Again, it was a huge help that my aunt grocery shopped ahead of time and had borrowed cribs and pack-n-plays for our visit. She even had a twin bed for Mark to sleep in. They didn’t nap well away from home. We tried to plan outings such that the kids would fall asleep in the car for a catnap to get them through the day and then do a slightly earlier bedtime. It worked pretty well. The kids had a lot of fun on this trip! They enjoyed meeting cousins, going to a family member’s farm, going out to eat at their first restaurant, etc. It was a lot of work, and I am not trying to downplay that, but it was fun at this age! This trip was very special to me. We had made this drive when Mark was a baby so that my grandmother could meet him. We were excited to see a lot of family there, but I was most excited about my grandmother meeting our quintuplets and seeing Mark again. We had debated waiting another year. She passed away last February, and it really reminds me not to wait to do things! I am so grateful that we made this trip and that we have the pictures of her with the kids!
This past June, my parents, Bill and I took the kids on our first airplane ride as a family!
I must say that this was a whole new world for me! I flew once with Mark when he was just over nine months old, but that was my only flight with a child let alone children! With my parents along, we had four adults and six children, which I thought was a great ratio! Getting through security was the part that I was most nervous about.
I wasn’t sure if the kids would want to walk by themselves or if they would be intimidated by all the people and gadgets. They were fine. They lined up behind me, and we played “follow the leader” right through. The people at security were great! They gave the kids high fives as they went through and were really friendly with them. I had packed notepads, crayons, stickers, books, baby dolls, stuffed animals and few other goodie type toys for them to play with. They enjoyed discovering everything in their back packs during the flight, although they might have been most entertained by going potty! In many ways, this trip was the easiest we have taken. The kids are all potty trained, will eat anything, are flexible with their schedule, and can do many things like dressing themselves. The only thing that was especially challenging this trip was sleep. The kids all shared a room with sleeping bags which was great!
We didn’t nap them at all on the trip hoping they would be tired and sleep at night, but sharing a room with six sleeping bags is really exciting!

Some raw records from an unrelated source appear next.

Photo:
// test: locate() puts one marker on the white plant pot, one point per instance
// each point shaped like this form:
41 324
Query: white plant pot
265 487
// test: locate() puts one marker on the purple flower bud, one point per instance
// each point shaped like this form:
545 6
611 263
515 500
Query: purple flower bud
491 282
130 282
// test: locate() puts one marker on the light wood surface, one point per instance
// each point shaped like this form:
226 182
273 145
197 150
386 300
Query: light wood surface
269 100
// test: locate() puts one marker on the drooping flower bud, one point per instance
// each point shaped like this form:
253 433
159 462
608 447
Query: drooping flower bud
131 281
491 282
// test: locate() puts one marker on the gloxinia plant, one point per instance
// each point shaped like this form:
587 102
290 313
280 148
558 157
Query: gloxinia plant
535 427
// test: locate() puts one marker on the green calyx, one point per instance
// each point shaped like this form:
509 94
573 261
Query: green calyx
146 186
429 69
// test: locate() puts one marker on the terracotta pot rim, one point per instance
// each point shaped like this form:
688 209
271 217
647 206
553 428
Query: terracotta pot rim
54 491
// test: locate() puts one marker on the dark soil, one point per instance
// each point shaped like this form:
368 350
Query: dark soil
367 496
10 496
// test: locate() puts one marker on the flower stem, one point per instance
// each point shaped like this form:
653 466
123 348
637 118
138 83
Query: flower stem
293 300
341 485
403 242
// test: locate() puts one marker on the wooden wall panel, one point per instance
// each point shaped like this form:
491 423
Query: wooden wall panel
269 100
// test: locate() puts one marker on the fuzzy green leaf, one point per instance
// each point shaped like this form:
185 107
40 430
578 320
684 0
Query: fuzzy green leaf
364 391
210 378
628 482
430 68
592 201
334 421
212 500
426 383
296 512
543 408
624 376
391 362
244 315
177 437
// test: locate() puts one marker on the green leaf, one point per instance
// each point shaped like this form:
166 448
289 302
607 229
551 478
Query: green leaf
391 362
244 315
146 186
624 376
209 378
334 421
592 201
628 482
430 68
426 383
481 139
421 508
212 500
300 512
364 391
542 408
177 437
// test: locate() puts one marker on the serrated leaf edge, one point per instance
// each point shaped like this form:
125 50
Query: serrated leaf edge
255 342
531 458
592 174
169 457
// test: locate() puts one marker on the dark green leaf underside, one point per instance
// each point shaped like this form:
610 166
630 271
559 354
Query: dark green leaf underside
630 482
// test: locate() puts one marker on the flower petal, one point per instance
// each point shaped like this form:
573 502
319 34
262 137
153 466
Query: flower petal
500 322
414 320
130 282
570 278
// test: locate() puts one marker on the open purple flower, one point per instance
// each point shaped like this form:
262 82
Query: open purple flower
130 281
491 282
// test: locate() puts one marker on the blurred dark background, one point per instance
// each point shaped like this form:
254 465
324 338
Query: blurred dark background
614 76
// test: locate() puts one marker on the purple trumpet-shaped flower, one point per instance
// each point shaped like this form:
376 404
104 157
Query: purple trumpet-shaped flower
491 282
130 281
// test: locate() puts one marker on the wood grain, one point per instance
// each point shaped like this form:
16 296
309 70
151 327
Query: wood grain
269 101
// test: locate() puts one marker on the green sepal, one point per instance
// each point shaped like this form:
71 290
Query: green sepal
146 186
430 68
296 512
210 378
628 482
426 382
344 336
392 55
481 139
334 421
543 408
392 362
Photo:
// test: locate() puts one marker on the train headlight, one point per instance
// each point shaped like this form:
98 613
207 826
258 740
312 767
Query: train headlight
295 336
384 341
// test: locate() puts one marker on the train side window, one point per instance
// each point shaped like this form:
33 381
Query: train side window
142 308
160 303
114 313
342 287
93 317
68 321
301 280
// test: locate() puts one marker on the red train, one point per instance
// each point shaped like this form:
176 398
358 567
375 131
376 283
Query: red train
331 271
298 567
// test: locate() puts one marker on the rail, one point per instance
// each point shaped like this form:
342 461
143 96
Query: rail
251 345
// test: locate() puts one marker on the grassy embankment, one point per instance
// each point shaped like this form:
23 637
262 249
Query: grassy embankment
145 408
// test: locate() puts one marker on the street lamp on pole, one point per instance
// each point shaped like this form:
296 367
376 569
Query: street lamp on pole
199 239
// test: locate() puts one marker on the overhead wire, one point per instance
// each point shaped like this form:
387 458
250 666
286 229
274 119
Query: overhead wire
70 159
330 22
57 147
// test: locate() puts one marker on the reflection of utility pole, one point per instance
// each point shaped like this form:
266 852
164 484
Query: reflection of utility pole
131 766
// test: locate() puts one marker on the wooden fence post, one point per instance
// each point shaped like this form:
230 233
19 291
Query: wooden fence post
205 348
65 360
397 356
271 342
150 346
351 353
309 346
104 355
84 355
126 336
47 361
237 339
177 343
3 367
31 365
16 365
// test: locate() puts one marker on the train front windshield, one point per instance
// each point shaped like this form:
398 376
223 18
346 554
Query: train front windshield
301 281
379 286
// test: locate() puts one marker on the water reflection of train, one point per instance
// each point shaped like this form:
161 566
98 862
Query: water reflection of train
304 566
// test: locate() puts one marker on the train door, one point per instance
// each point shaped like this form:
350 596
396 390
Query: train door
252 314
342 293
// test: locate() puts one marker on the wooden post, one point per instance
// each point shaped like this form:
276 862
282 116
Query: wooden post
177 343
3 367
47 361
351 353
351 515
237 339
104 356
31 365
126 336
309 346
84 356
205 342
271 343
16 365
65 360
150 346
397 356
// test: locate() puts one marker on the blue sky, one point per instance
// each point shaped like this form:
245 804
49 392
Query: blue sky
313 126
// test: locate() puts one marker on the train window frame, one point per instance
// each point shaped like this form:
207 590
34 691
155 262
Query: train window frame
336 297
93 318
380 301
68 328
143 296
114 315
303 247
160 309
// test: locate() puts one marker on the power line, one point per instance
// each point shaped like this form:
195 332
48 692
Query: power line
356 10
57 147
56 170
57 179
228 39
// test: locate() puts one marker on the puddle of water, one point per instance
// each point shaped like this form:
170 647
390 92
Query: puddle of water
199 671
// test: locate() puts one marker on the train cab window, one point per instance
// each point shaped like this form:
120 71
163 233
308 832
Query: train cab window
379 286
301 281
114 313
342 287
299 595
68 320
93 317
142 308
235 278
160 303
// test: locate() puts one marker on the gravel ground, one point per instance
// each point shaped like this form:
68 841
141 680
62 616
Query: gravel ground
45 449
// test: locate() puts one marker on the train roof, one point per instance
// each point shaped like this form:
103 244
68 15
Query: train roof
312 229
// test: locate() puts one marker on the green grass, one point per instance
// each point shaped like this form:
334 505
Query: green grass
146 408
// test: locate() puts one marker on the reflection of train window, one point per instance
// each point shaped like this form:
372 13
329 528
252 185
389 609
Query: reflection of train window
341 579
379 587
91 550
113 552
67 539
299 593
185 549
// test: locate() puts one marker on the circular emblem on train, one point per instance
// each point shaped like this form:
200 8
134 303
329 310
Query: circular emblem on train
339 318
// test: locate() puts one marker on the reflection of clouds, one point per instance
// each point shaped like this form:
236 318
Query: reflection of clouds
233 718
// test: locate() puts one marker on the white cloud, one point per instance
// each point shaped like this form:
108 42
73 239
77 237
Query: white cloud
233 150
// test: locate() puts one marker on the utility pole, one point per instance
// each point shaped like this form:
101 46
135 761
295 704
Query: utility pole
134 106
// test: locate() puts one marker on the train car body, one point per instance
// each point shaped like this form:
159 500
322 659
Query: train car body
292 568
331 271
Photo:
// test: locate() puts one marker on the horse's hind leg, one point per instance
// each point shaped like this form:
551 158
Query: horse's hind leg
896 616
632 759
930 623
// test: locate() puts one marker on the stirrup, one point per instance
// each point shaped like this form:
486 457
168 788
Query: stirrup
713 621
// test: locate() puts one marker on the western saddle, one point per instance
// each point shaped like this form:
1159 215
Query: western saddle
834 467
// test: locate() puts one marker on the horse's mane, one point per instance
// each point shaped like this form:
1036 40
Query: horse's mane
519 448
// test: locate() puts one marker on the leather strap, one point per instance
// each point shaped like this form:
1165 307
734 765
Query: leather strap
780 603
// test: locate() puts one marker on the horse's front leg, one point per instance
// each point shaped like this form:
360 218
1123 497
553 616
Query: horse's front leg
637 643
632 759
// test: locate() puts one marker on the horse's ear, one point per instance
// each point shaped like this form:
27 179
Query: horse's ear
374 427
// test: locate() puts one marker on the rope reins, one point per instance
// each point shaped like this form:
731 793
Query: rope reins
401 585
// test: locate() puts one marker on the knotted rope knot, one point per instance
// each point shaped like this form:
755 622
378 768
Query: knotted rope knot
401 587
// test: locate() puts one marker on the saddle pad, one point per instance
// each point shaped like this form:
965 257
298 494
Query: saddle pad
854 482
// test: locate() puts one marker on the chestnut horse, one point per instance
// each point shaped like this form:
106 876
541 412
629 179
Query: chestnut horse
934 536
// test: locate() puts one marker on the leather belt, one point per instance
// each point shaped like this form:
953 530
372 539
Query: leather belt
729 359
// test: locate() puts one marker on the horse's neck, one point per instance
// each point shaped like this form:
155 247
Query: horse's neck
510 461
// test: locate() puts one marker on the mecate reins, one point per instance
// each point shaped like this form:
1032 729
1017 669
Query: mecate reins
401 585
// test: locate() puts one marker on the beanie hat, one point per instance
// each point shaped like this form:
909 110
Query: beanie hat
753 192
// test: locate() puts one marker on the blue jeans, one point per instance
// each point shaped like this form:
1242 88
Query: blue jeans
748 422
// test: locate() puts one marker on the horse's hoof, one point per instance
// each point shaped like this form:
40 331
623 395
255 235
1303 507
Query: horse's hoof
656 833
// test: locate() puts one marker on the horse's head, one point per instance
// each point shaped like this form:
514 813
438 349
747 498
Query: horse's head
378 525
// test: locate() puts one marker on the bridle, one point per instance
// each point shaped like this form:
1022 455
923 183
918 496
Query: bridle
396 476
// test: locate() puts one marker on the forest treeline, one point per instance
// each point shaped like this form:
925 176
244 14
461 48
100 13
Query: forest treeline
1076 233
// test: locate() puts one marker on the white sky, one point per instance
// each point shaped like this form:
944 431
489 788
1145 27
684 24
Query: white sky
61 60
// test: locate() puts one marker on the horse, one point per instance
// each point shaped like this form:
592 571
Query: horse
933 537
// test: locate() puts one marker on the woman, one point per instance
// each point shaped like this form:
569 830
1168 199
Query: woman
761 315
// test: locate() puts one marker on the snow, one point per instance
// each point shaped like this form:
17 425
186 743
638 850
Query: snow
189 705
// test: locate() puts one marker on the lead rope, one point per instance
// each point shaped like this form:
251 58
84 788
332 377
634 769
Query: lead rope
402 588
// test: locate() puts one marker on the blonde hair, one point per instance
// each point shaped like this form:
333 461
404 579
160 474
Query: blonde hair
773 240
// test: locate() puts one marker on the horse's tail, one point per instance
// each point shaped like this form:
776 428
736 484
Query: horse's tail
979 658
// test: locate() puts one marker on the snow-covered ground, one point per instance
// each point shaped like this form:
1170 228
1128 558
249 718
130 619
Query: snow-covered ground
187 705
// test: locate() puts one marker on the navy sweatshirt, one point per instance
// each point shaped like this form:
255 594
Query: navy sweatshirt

It took awhile to settle most nights, but they had a good time and seemed to play fine during the days even with less sleep. Again, my family made the trip so much easier grocery shopping ahead of time, borrowing carseats and a mini-van, and having lots of kids stuff like toys and play dough! We had a great time!
While traveling with a big family can present different logistical challenges, we are definitely looking forward to our next trip, wherever it may be!